満ち潮
「きゃぁっ!?」
ルフィさんがいた。しかも、すぐ横に。……いえ、正しくは、私が寄りかかっていた船縁のすぐ横の船首に、足を絡めるようにぶら下がっていた。「よっ」と反動をつけて起き上がると、私の横に飛んできて言った。
「俺は『悪魔の実』の能力者だから、カナヅチなんだ」
聞いたことはある。『悪魔の実』を食べたものはすごい能力を手に入れる代わりに海から嫌われ、カナヅチになると。
「大体、お前には目的があるんだから、そんなこと言っちゃ駄目だ」
そう言ったルフィさんの目は少し怒っているように真剣だった。
「……ごめんなさい」
そうだ。私にはやらなきゃならないことがある。それを応援してくれるこの人達に対して失礼だと、素直に謝る。
「でも、何が『いっそ』なんだ?」
ルフィさんの問いかけに、その場にへたり込む。顔が一気に朱に染まるのがわかる。
ルフィさんが隣にしゃがんで私の顔を覗き込む。
「怖気づいたのか?」
私は思い切り首を横に振る。
「俺達に送られるのが嫌なのか?」
さらに首を横に振る。
「じゃあ、何だ?」
ルフィさんは本当にわからない、というように腕組みし、顔に疑問符を浮かべる。
「ルフィさんが……」
「俺!? もしかして、俺が嫌いだからか!?」
ブンブンブンッ
「逆ですっ!!」
驚愕の表情を浮かべるルフィさんに、今までにないくらい首を左右に振り、言う。
言ってしまってから、
「あ……」
泣きそうになりながら、見ると、ルフィさんもキョトンと私を見ていた。
「逆……?」
ルフィさんはしばらくキョトンと腕組みしたまま考え、思い当たった言葉の意味に気がつくと、麦ワラを目深に被り、俯いてしまった。
「……ルフィさん?」
不安になって、今度は私がルフィさんを覗き込む。

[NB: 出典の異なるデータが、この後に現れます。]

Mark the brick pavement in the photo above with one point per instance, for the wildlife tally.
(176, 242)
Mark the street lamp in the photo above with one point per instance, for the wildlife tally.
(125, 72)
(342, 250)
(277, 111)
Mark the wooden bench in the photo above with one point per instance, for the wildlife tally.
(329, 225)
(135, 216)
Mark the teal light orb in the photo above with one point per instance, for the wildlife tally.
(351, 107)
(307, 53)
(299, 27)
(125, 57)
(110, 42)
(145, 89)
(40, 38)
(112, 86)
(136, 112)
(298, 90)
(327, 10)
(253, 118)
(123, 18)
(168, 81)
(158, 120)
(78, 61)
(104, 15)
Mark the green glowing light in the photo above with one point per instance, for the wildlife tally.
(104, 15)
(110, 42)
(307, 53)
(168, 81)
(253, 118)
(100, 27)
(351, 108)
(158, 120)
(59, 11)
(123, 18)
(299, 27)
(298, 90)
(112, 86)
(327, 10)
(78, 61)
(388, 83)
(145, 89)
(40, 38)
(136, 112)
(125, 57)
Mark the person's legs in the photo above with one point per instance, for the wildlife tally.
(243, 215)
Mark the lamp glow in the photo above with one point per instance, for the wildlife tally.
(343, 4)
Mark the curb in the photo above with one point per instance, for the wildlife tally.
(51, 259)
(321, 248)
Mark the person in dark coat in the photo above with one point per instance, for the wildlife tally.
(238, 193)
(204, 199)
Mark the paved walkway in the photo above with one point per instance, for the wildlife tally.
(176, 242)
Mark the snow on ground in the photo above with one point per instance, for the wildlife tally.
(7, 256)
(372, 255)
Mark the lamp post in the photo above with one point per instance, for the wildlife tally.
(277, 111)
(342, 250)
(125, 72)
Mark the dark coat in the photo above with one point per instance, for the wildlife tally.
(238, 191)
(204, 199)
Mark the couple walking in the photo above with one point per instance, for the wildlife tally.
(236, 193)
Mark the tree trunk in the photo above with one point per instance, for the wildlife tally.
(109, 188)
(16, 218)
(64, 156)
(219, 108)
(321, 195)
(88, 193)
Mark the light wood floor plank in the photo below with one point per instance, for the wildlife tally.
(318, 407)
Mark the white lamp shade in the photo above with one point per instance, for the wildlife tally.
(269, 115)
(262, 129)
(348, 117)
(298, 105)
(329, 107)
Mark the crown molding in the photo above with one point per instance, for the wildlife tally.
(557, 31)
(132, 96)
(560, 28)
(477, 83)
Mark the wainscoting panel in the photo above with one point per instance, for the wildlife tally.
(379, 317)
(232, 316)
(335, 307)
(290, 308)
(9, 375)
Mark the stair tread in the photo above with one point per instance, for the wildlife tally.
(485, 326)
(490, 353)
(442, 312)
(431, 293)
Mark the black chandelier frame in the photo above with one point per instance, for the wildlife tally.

すると、大きめの耳が少し赤く染まっているのわかった。
「俺が見張りしてた時さ」
ルフィさんが俯いたまま喋り出す。
「ビビ、毛布に入れてくれたじゃん?」
最初にかけてくれたのはルフィさんなのに、と思いながら聞いていた。
「あの時、本当に綺麗だなーと思って……」
ルフィさんがますます俯く。私は、言われた言葉を思い返してまた、胸が早鐘を打つ。
「キスしたいと思った」
俯いたまま、ルフィさんははっきりと言った。言ってから、すっきりしたように顔を上げて私を見、照れたように笑った。
私は、泣きたいような笑いたいような、変な顔をしていたと思う。口を手で押さえて、ただジッとルフィさんを見つめていた。

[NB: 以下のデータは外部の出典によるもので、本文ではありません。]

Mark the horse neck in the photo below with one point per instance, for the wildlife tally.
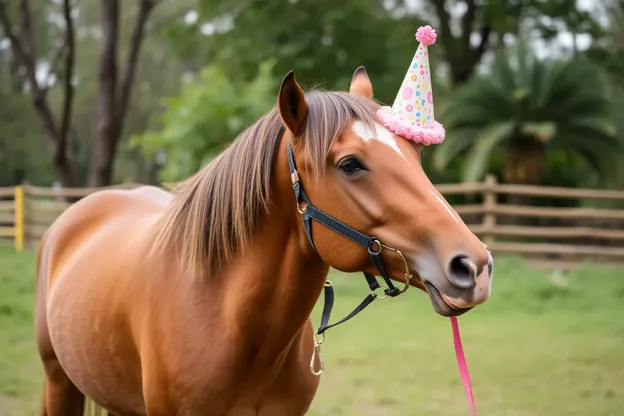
(278, 278)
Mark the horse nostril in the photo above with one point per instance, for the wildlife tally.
(462, 272)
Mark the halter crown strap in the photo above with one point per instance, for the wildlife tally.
(309, 213)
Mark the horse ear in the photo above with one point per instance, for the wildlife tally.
(360, 84)
(292, 105)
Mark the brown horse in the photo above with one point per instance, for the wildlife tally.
(198, 302)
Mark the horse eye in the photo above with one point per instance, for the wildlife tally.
(350, 165)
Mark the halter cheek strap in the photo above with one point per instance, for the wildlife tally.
(373, 245)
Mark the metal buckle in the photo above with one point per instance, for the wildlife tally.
(380, 246)
(317, 352)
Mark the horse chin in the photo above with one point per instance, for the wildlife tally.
(441, 304)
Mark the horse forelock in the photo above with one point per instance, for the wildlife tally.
(215, 211)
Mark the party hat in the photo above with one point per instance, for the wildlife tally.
(411, 115)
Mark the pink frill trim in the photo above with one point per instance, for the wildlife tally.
(433, 134)
(426, 35)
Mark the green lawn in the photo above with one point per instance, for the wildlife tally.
(542, 346)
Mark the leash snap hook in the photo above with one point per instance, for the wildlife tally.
(317, 353)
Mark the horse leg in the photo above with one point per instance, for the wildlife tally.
(62, 398)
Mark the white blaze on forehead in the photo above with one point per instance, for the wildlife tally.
(381, 134)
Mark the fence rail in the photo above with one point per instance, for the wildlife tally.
(553, 226)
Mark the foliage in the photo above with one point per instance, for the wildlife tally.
(527, 108)
(209, 112)
(323, 42)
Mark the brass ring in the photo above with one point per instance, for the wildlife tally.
(378, 244)
(376, 296)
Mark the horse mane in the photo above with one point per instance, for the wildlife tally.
(215, 211)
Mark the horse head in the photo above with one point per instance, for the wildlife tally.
(372, 181)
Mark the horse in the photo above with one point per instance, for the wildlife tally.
(197, 300)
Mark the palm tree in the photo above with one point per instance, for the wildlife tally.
(525, 108)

「あー、すっきりした! やっぱ、言いたいことは言わないとムズムズすんな」
ルフィさんは立ち上がると大きく伸びをして、「ほら」と手を差し出した。私は俯いたまま、ルフィさんの手をとって立ち上がる。さほど変わらない目線が目の前にあって、また泣きたくなる。
ルフィさんはあの夜と同じようにポンポンと私の頭を叩くと、再び船首に向かった。
「待って」
自分でも驚くほどはっきりと、ルフィさんを呼び止めた。ルフィさんが振り返る。
「私にキスしたいって、本当……?」
視界に、戻って来たルフィさんの草履が入る。
「ああ」
「私のこと……好き?」
「ああ」
「私のこと、何にも知らないのに……?」
瞬間、ガシッと両頬を掴まれ、首がもたげられる。目の前ではルフィさんが満面の笑みをたたえている。
「大好きだ」
涙が、落ちそうになる。顔を背けようと、手を引き離すけれど、ルフィさんの手は強く私を放そうとしない。
「たとえ……いつか、離れ離れになるとしても……?」
やっとの思いでそれだけ言う。ルフィさんの手が私の肩に落ち、次の瞬間には彼の胸に引き寄せられていた。
「ああ。ビビが大好きだ」
きっと、今、顔を上げたらルフィさんは笑っているだろう。いつもの、太陽の笑みで。
繰り返した呟きを波の彼方に捨て、私は顔を上げると微笑んだ。夕陽に、ルフィさんの笑顔が赤く染まる。その笑顔が少し傾き、私に重なった。